Skip to content

feat: Multi-turn conversation evaluation #358

Description

@spboyer

Problem

Waza already supports multi-turn flows via inputs.follow_up_prompts and the responder model. The real gap is that per-turn assertions aren't first class:

  • Graders run once at the end of the conversation.
  • There's no way to express "after turn 2, the agent should have called tool X" or "before turn 3, no PII should have been emitted."
  • Failures in early turns get masked by later recovery; conversely, a correct final answer can hide a broken middle step.

So authors can compose multi-turn inputs, but can't grade the conversation — only its terminal state.

Proposal

Add per-turn checkpoints layered on top of the existing multi-turn model. No breaking change to inputs.prompt or inputs.follow_up_prompts.

inputs:
  prompt: "..."
  follow_up_prompts: ["..."]
checkpoints:
  - after_turn: 1
    graders:
      - type: tool_calls
        must_include: ["search_docs"]
  - after_turn: 2
    graders:
      - type: behavior
        forbidden: ["leaked credentials"]
  • Each checkpoint runs the listed graders against the state at that turn boundary.
  • Existing top-level graders: continues to run against the final state.
  • results.json records per-turn outcomes (pass/fail per checkpoint).

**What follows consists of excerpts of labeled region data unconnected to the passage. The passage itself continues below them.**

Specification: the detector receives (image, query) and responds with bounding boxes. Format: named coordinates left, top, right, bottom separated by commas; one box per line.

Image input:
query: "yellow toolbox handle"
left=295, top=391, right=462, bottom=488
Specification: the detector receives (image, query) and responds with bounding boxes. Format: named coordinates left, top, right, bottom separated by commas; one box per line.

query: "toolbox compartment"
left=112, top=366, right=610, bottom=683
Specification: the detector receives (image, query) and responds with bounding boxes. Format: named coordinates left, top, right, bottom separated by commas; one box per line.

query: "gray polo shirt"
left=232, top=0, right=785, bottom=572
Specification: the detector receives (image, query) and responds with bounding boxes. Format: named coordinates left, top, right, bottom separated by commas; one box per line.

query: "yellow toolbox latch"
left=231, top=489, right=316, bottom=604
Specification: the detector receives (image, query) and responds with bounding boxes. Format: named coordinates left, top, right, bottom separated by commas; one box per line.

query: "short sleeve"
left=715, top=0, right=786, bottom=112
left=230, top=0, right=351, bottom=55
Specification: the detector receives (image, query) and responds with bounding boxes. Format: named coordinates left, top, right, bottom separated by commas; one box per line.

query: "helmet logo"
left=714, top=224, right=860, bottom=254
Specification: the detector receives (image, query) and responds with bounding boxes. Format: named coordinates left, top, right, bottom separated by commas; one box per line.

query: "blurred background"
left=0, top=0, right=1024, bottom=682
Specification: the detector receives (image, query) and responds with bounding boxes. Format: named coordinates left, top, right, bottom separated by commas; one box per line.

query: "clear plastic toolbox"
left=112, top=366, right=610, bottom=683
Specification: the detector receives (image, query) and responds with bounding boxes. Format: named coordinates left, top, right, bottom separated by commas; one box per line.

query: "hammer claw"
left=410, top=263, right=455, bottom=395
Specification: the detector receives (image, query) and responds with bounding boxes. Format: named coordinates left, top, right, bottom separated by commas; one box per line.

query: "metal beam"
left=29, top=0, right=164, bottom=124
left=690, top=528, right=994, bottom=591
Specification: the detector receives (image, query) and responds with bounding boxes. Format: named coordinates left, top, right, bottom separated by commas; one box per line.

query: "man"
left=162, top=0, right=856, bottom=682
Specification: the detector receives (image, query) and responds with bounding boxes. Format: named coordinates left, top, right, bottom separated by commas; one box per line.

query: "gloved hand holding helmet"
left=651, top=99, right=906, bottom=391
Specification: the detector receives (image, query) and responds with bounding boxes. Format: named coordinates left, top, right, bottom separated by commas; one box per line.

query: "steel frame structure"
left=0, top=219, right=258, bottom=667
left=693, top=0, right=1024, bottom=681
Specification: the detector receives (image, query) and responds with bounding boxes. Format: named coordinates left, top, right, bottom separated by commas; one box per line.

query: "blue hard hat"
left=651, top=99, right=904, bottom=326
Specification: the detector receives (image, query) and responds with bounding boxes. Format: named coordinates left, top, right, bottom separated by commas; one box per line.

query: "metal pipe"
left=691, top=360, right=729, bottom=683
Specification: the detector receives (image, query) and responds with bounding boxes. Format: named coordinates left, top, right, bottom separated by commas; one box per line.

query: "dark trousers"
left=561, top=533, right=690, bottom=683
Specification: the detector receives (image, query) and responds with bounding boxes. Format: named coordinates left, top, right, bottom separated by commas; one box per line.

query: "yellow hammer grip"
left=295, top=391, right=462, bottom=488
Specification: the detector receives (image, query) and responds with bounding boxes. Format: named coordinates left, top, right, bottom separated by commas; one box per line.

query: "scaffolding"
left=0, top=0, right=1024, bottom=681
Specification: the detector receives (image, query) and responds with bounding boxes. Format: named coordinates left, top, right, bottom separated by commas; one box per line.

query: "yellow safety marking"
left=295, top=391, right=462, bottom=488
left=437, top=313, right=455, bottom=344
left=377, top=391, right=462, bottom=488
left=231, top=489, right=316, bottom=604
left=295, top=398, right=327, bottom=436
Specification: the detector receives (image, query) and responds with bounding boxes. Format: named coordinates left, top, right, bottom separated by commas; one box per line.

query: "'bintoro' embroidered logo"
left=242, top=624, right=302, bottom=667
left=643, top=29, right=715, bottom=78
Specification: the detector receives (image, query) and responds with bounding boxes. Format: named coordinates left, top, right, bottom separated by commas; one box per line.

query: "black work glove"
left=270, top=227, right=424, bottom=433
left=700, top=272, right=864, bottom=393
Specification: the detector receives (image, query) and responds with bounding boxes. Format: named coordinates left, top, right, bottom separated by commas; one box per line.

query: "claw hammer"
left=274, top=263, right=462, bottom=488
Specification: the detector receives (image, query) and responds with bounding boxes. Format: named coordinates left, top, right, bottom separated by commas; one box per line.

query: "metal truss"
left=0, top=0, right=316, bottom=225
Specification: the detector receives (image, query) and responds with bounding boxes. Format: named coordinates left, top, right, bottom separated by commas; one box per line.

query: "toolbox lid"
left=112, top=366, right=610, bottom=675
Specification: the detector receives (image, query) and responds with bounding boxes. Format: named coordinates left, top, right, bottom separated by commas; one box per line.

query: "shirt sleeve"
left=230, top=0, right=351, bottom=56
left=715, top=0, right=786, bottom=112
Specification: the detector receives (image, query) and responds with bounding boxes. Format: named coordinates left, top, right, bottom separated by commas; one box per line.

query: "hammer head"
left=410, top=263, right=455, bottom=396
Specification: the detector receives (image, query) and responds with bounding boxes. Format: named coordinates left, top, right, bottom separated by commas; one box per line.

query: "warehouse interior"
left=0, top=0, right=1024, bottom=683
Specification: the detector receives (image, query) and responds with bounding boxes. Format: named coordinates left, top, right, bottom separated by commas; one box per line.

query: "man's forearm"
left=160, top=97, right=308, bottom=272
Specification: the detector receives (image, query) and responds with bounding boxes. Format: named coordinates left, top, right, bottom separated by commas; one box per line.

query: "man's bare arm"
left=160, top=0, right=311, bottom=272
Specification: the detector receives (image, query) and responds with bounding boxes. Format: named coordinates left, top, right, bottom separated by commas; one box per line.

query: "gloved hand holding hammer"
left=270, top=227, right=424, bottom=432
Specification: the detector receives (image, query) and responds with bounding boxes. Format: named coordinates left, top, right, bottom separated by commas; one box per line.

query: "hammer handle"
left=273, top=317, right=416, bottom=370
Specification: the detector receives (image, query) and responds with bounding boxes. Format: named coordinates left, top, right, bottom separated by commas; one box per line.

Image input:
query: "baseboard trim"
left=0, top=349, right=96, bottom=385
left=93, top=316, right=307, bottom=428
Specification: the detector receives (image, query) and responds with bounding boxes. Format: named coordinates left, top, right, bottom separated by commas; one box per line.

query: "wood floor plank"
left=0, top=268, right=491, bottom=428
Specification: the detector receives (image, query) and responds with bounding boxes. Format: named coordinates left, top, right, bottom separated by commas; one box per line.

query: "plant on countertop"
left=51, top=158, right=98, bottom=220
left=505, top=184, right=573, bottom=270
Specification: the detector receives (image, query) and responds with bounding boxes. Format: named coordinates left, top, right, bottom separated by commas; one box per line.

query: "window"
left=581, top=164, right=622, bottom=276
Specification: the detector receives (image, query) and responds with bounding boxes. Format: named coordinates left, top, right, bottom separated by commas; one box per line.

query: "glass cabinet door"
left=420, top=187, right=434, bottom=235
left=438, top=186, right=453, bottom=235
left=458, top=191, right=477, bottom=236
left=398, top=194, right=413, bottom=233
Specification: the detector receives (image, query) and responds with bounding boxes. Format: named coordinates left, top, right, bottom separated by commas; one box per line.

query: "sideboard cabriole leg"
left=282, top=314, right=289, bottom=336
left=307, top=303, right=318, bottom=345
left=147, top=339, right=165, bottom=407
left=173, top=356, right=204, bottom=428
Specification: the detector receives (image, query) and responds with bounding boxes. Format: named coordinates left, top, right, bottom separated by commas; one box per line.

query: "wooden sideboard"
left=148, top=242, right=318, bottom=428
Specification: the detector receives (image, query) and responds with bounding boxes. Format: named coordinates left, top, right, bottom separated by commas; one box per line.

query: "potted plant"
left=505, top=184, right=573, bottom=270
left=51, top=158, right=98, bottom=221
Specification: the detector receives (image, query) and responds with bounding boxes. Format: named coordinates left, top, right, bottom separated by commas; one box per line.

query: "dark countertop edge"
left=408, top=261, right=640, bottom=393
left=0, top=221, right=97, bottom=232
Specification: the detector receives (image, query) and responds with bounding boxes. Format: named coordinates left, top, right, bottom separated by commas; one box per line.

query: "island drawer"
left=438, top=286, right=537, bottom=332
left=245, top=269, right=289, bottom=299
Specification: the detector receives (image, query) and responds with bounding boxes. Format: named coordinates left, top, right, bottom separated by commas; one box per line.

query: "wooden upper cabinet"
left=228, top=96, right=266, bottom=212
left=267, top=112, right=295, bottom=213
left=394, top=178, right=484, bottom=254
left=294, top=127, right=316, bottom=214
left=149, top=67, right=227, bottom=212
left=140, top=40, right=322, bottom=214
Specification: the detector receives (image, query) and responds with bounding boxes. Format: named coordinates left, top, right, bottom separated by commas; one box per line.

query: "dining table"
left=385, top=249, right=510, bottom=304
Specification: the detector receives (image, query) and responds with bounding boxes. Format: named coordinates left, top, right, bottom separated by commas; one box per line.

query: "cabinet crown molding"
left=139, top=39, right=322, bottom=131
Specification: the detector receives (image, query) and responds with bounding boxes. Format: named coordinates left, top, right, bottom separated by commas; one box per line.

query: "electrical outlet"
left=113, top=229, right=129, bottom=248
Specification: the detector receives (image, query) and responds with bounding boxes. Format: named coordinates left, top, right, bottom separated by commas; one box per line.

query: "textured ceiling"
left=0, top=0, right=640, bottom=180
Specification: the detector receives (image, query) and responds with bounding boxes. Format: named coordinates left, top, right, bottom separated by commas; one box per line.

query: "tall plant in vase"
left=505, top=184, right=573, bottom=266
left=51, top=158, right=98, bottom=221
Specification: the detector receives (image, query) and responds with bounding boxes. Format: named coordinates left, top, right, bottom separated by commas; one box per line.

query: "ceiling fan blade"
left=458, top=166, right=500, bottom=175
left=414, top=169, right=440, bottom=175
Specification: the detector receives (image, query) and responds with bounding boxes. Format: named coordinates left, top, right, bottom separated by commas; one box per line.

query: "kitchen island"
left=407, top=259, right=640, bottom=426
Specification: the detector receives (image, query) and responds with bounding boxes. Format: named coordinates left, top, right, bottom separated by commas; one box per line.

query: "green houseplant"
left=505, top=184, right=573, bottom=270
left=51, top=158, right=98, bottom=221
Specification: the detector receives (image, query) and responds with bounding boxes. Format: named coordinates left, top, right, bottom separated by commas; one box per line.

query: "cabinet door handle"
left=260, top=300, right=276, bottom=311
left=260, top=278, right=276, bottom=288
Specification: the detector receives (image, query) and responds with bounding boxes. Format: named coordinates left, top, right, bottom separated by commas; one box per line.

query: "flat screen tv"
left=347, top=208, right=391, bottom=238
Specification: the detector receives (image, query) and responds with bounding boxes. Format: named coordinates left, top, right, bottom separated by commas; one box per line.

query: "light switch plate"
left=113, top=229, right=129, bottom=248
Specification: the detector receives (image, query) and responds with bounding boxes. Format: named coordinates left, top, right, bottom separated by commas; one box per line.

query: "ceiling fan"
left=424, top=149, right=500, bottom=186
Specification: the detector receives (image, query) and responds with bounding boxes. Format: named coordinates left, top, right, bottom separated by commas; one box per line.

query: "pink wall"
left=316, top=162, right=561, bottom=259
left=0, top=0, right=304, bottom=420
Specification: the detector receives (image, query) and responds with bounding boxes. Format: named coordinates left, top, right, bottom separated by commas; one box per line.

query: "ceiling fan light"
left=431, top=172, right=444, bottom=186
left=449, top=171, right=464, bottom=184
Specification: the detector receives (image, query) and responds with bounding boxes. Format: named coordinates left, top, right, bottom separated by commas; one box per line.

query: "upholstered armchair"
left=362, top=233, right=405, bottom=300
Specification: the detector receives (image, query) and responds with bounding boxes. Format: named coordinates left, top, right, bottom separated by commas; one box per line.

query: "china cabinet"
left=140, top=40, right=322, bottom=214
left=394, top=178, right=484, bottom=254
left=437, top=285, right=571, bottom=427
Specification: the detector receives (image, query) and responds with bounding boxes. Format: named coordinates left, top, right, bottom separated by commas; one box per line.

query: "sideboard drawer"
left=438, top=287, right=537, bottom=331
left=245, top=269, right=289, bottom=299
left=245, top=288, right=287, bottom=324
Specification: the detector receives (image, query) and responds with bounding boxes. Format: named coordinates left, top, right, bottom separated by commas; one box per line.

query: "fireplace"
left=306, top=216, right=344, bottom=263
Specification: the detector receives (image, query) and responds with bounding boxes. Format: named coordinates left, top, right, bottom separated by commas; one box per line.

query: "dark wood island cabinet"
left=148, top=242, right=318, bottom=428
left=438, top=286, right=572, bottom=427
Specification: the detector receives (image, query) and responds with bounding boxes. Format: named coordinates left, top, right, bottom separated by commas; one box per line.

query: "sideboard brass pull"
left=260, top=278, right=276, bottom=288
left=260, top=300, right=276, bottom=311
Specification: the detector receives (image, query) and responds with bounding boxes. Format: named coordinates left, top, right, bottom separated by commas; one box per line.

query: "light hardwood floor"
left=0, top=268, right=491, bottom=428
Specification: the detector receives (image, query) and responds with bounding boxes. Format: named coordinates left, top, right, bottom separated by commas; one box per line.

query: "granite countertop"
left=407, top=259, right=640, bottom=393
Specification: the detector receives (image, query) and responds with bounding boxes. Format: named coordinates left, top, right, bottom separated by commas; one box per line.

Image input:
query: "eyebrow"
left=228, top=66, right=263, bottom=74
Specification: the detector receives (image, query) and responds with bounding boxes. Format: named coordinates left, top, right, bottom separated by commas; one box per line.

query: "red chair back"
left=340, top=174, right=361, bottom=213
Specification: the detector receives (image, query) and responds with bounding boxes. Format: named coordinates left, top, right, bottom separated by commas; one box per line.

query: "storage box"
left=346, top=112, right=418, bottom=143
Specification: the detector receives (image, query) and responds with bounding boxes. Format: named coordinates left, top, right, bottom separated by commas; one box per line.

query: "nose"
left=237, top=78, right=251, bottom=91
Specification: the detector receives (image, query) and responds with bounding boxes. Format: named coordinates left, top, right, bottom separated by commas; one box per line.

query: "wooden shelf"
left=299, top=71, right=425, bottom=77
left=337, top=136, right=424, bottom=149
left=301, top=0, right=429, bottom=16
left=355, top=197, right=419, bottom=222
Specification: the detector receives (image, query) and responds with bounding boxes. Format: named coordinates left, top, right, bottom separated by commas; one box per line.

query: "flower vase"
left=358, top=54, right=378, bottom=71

Why this matters for agentic-first

Agentic skills make decisions over time. A skill that gets the right answer the wrong way (wrong tool, wrong order, wrong intermediate state) is still buggy. Per-turn checkpoints let authors lock down how the agent got there.

Acceptance criteria

  • checkpoints: field added to task schema; backward compatible (existing tasks with only top-level graders keep working).
  • Per-turn checkpoint results surfaced in results.json and dashboard.
  • Reuses existing grader implementations (no new grader types required).
  • Tests cover: checkpoint failure short-circuit vs. continue, mixed checkpoint + final graders, schema validation.
  • Docs updated in site/ with an example.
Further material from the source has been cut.